From d80ac2fd2df4e7fb8a28acfa512bb11472b5cc99 Mon Sep 17 00:00:00 2001
From: liugz18 <57401541+liugz18@users.noreply.github.com>
Date: 星期四, 18 七月 2024 21:34:55 +0800
Subject: [PATCH] Rename 'res' in line 514 to avoid with naming conflict with line 365

---
 funasr/models/whisper_lid/encoder.py |   42 ++++++++++++++++++------------------------
 1 files changed, 18 insertions(+), 24 deletions(-)

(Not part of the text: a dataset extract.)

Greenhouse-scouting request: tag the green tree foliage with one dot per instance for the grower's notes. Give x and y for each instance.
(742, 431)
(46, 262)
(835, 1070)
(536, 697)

diff --git a/funasr/models/whisper_lid/encoder.py b/funasr/models/whisper_lid/encoder.py
index 7eeb643..b6fb28b 100644
--- a/funasr/models/whisper_lid/encoder.py
+++ b/funasr/models/whisper_lid/encoder.py
@@ -22,13 +22,13 @@
     """
 
     def __init__(
-            self,
-            dropout_rate: float = 0.0,
-            whisper_model: str = "small",
-            download_dir: str = None,
-            use_specaug: bool = False,
-            use_padmask: bool = False,
-            specaug_conf: Union[dict, None] = None,
+        self,
+        dropout_rate: float = 0.0,
+        whisper_model: str = "small",
+        download_dir: str = None,
+        use_specaug: bool = False,
+        use_padmask: bool = False,
+        specaug_conf: Union[dict, None] = None,
     ):
         super().__init__()
 
@@ -36,9 +36,7 @@
         self.dropout = torch.nn.Dropout(dropout_rate)
 
         assert whisper_model in whisper.available_models()
-        _model = whisper.load_model(
-            whisper_model, download_root=download_dir, device="cpu"
-        )
+        _model = whisper.load_model(whisper_model, download_root=download_dir, device="cpu")
         self.encoders = copy.deepcopy(_model.encoder)
         self.encoders.train()
 
@@ -51,9 +49,9 @@
         self.use_padmask = use_padmask
 
     def whisper_encode(
-            self,
-            input: torch.Tensor,
-            ilens: torch.Tensor = None,
+        self,
+        input: torch.Tensor,
+        ilens: torch.Tensor = None,
     ) -> torch.Tensor:
         x = F.gelu(self.encoders.conv1(input))
         x = F.gelu(self.encoders.conv2(x))
@@ -69,13 +67,9 @@
 
         if ilens is not None:
             olens = (
-                    1
-                    + (
-                            ilens
-                            - self.encoders.conv2.kernel_size[0]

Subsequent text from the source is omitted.